Canadian ice hockey administrator and businessman (1870–1942)

Frederick Everett Betts (October 17, 1870 – February 23, 1942) was a Canadian ice hockey administrator and businessman. He concurrently served as president of the Canadian Amateur Hockey Association (CAHA), the Saskatchewan Amateur Hockey Association, and the Saskatchewan branch of the Amateur Athletic Union of Canada during the 1919–20 season. He sought regulations to govern amateur sport in Canada, which he felt was in a state of disrepute due to the lack of discussion and meetings during World War I. He supported the reinstatement of former professionals as amateur athletes as favoured in Western Canada, despite the growing rift with delegates from Eastern Canada on the issue.

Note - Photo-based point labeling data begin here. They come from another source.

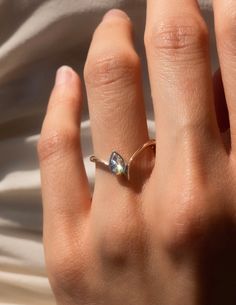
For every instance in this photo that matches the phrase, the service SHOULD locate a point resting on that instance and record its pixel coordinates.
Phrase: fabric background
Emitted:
(36, 37)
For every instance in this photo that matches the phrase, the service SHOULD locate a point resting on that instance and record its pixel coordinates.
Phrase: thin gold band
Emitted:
(124, 167)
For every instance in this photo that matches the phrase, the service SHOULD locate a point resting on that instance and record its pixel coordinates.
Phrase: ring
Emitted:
(117, 165)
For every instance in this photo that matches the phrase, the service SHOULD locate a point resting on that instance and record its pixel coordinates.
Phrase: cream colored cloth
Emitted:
(36, 37)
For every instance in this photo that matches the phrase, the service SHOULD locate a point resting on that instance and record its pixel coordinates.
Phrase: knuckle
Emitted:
(173, 36)
(65, 271)
(111, 68)
(56, 143)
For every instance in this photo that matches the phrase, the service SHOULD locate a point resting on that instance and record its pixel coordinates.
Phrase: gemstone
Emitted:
(117, 164)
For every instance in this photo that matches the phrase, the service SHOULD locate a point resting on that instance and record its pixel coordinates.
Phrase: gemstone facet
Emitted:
(117, 164)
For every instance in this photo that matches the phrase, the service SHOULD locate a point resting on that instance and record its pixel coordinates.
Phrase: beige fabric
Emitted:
(36, 37)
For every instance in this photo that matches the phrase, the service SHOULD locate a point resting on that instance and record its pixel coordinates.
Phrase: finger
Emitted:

He sought for the Allan Cup trustees to allow the CAHA to have more say into how the national playoffs were operated and argued for receiving an annual percentage of profits from gate receipts to allow the CAHA to govern effectively.

Betts rose to sporting prominence as the manager of senior ice hockey in Saskatoon, had established a clubhouse atmosphere to foster clean athletics in the city, and had hustled to revive interest in amateur sport in Saskatchewan. He was named to the Canadian Olympic Association in preparation for the 1920 Summer Olympics, and later managed the Saskatoon Crescents Hockey Club in the Western Canada Hockey League for the 1922–23 season. By the end of his hockey career, Betts was "noted for his genial and philosophical outlook upon life", and skilled as "the most prolific and entertaining author of hockey letters" that were "lengthy, profound, well-worded, interesting and to the point".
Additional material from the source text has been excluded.